Should we be subsidizing clear cutting of our forest lands in Island County?
I’ve been hearing concerns about the clear cutting around the county. One thing I don’t hear people talking about is that many of these properties being clear cut are subsidized by our property taxes. Most of these properties are in the timber tax program, called Designated Forest, RCW 84.33. This is the tax subsidy program for people who are growing and harvesting timber.
Over 13,700 acres in Island County are in this timber tax program. Subsidies vary, but many of these large property owners pay less than $50 a year in property taxes. All told, the 2021 subsidies for this program are approximately $1.7 million. The total tax collected remains the same, it’s just paid for by the rest of us. Roughly 9 percent of our property tax bills pick up what these timber properties do not pay.
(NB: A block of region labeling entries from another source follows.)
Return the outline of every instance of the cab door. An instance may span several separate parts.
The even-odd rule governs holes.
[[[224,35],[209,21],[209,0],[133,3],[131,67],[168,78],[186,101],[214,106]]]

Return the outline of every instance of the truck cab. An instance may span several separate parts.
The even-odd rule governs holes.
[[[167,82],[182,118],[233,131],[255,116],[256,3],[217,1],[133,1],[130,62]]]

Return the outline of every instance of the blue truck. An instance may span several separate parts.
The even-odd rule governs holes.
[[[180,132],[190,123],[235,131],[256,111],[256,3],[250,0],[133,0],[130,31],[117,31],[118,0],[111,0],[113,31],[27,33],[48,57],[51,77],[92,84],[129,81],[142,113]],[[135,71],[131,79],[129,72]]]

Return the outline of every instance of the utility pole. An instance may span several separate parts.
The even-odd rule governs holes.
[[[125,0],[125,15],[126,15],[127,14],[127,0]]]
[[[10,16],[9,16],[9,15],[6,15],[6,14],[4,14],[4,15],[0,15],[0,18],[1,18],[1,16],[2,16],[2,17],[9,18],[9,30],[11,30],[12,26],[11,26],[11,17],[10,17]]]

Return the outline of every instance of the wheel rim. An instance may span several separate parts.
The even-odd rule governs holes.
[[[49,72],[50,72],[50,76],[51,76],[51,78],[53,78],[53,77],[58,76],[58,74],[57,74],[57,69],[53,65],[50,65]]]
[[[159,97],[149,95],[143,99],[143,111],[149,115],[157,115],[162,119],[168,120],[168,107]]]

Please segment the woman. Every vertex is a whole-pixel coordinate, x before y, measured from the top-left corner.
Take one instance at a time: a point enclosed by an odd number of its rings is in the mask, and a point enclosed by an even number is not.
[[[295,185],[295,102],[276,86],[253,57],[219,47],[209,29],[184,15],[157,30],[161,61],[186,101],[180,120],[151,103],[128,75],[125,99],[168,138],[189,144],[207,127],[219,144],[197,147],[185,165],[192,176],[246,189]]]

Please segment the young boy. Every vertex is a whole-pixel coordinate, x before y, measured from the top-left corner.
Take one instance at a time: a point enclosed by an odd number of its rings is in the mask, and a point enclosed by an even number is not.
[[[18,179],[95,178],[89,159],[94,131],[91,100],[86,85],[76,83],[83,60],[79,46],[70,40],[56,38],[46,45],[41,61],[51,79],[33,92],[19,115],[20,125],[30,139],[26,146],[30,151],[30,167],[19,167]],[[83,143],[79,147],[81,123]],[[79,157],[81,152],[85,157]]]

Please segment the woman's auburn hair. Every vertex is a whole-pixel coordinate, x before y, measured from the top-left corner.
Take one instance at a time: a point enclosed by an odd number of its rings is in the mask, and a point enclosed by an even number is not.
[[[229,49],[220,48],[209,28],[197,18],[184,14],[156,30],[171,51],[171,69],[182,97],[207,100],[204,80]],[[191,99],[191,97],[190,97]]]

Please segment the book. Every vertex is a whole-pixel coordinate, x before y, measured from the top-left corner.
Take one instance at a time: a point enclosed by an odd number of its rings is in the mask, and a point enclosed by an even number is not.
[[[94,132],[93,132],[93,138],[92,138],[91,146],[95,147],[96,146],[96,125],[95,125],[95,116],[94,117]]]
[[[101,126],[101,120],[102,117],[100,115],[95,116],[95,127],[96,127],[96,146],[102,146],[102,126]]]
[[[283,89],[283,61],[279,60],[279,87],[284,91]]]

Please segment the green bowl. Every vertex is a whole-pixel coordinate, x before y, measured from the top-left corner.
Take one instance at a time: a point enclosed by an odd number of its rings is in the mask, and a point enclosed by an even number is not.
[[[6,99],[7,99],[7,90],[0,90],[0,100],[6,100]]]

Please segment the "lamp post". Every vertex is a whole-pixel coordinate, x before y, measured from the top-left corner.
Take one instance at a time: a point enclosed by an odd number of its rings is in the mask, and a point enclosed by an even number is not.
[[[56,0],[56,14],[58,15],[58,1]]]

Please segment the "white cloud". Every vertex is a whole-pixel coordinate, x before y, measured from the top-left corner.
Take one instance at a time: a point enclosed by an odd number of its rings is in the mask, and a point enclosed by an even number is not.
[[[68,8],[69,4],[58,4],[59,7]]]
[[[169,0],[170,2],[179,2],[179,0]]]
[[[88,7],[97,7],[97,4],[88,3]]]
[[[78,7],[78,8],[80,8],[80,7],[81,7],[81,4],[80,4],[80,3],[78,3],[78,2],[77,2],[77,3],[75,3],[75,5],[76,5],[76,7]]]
Interestingly enough, nearly half of the property owners receiving this subsidy annually live outside Island County.
Some people argue that these subsidies encourage owners to maintain healthy forest lands, which benefits both the environment and the rural character of our islands. They also argue that it encourages forest preservation and discourages development. While some property owners take this responsibility seriously and do it well, this isn’t often the case.
Properties in the program are required to have a management plan, but many do not. These plans can include sustainable practices that manage the forests well so they are good habitat for wildlife, and include logging plans that minimize destructive impacts. But very few properties actually have sustainable management plans, and existing plans are often not followed. Some owners do little or nothing with their properties for years or decades and are then surprised to get a notice from the assessor directing them to log or risk paying tens of thousands of dollars in back taxes. This often results in a scramble to bring in a logger, who usually clear cuts the property, partially because without proper maintenance selective thinning is not profitable.
While the timber tax subsidy may encourage some owners to delay developing, people generally develop their property when the time is right for them.
Some developers don’t act in good faith. Instead of declaring their intent to develop and abiding by Island County’s Critical Areas ordinance, they falsely claim their intent is to remain in forestry, which then exempts them from having to follow the ordinance that requires replanting and waiting six years to develop.
This waiting period is supposed to give the forest time to heal. However, Island County’s code has a loophole that allows them to lift that moratorium early, as long as they jump through a few hoops.
I think it is time for us to be asking ourselves, is the timber tax program in Island County, which we subsidize with $1.7 million annually, giving us the results we want?
The amount of timber produced on our islands is insignificant compared to the massive timber farms on the mainland. In fact, the state and the county acknowledge that Island County has no forests of long-term commercial significance. If anything, I think the sporadic nature of clear cutting on our islands, and the backlash of negative press towards logging as a result, is a detriment to the timber industry.
Instead, I think the real value of the forest lands on our islands is in their aesthetics and environmental benefits, such as cleaning and controlling storm water, minimizing erosion, aquifer recharge and providing important habitat for wildlife, especially pollinator habitats needed for our local farms.
Personally, I am happy to subsidize long-lasting healthy forest lands, but the timber program is meant more for commercial timber harvest, rather than preservation.
A much better option would be to expand the Public Benefit Rating System, or PBRS, program to incorporate forest properties that do have a management plan for sustainably maintaining the forest, and encourage property owners in the timber program to move to that. The county could incentivize timber properties to move to PBRS at no extra cost.
The county could also grant funds to property owners who hire experts, such as those at WSU or the Conservation District, to draft sustainable forestry plans for them. We should also consider establishing a forest retention program that could offer incentives or set requirements to maintain forests and keep clearing of properties to a minimum.
Timber is an important resource and we should be supportive of the timber industry, particularly those who maintain forests sustainably.
I don’t see the benefit of relatively small properties on islands harvesting timber. I especially don’t see why we are spending $1.7 million in property taxes each year to encourage them to do so.
The truth is, forests on our islands are critical, and we should do what we can to encourage healthy and strong forests.